Em abril do corrente ano, fui designada para atuar nos processos de adoção, bem como nas respectivas habilitações e procedimentos preparatórios.
Apurou-se que, em Porto Alegre, existiam 408 crianças e adolescentes aptos para adoção, dos quais 174 estavam inativos, ou seja, esquecidos, no "limbo", por anos, quando, em contrapartida, existiam pretendentes à adoção habilitados havia 10 anos, aguardando, também, a oportunidade de formar a sua família.
Para nossa surpresa, averiguando-se os motivos pelos quais os acolhidos encontravam-se indisponíveis para consulta, constatou-se que há um entendimento jurídico do Juizado da Infância e da Juventude de que é necessária uma prévia avaliação pelo órgão técnico correlato, o qual proferiu pareceres contraindicando a adoção, sob o argumento de que os acolhidos não estavam preparados psicologicamente para a colocação em família substituta ou estavam vinculados à sua família, não obstante a situação jurídica definida e o longo tempo de institucionalização, que evidenciava, de modo induvidoso, a inocorrência dessa reinserção familiar.

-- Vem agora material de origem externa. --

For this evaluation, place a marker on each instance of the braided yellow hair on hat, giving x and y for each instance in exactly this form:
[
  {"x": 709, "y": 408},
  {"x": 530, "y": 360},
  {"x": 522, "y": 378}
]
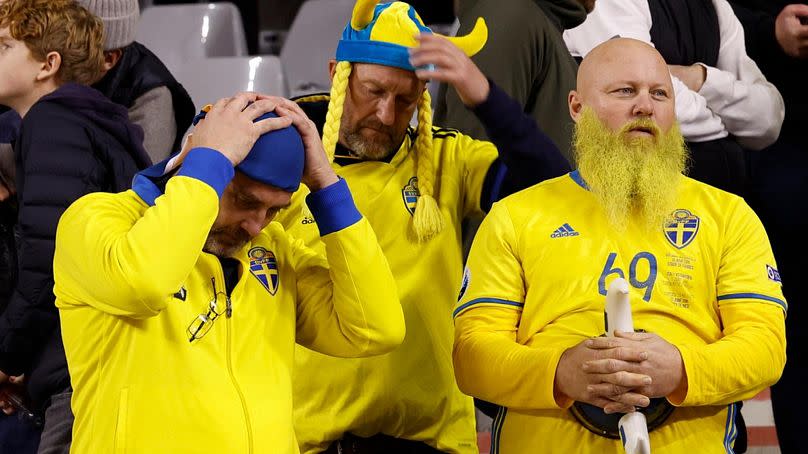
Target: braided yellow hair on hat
[{"x": 382, "y": 34}]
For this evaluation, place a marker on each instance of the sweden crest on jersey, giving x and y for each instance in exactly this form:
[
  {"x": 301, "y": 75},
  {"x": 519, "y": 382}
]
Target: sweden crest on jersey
[
  {"x": 264, "y": 266},
  {"x": 410, "y": 194},
  {"x": 681, "y": 228}
]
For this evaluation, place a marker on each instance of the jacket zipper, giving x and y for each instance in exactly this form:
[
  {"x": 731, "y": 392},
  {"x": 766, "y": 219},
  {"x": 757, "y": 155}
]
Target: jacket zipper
[{"x": 229, "y": 356}]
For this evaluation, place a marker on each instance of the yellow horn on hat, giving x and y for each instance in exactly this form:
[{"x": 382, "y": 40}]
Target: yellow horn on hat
[
  {"x": 474, "y": 41},
  {"x": 362, "y": 13}
]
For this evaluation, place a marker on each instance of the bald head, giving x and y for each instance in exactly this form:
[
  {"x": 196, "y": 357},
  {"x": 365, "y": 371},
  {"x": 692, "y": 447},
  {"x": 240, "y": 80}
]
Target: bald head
[{"x": 622, "y": 80}]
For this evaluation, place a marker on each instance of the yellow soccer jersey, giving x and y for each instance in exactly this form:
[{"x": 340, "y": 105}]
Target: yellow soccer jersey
[
  {"x": 535, "y": 286},
  {"x": 410, "y": 393},
  {"x": 131, "y": 282}
]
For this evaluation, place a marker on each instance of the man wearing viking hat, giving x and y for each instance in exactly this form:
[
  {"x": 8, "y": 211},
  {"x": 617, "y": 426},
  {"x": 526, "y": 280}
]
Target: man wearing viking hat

Sob esse enfoque, após o manejo de agravos de instrumento por esta Promotoria de Justiça, a 8ª Câmara Cível do Tribunal de Justiça do Estado firmou o respeitável entendimento de que, em síntese, a inscrição de crianças e adolescentes no CNA exige critérios unicamente objetivos, que são a orfandade ou a destituição do poder familiar. Nessa perspectiva, descaberiam considerações de ordem subjetiva, as quais conduziriam à perda de uma, ou de várias chances, as quais jamais surgiriam se mantido inativado o cadastro no CNA, violando o direito fundamental à convivência familiar previsto na Constituição Federal e no ECA.
Assim, os desembargadores gaúchos, sensíveis à questão, estão modificando a triste realidade das nossas crianças e adolescentes que estavam condenados a perder a sua infância e juventude confinados em uma instituição, sem qualquer perspectiva de uma convivência familiar efetiva, essencial ao resgate da sua autoestima e resiliência.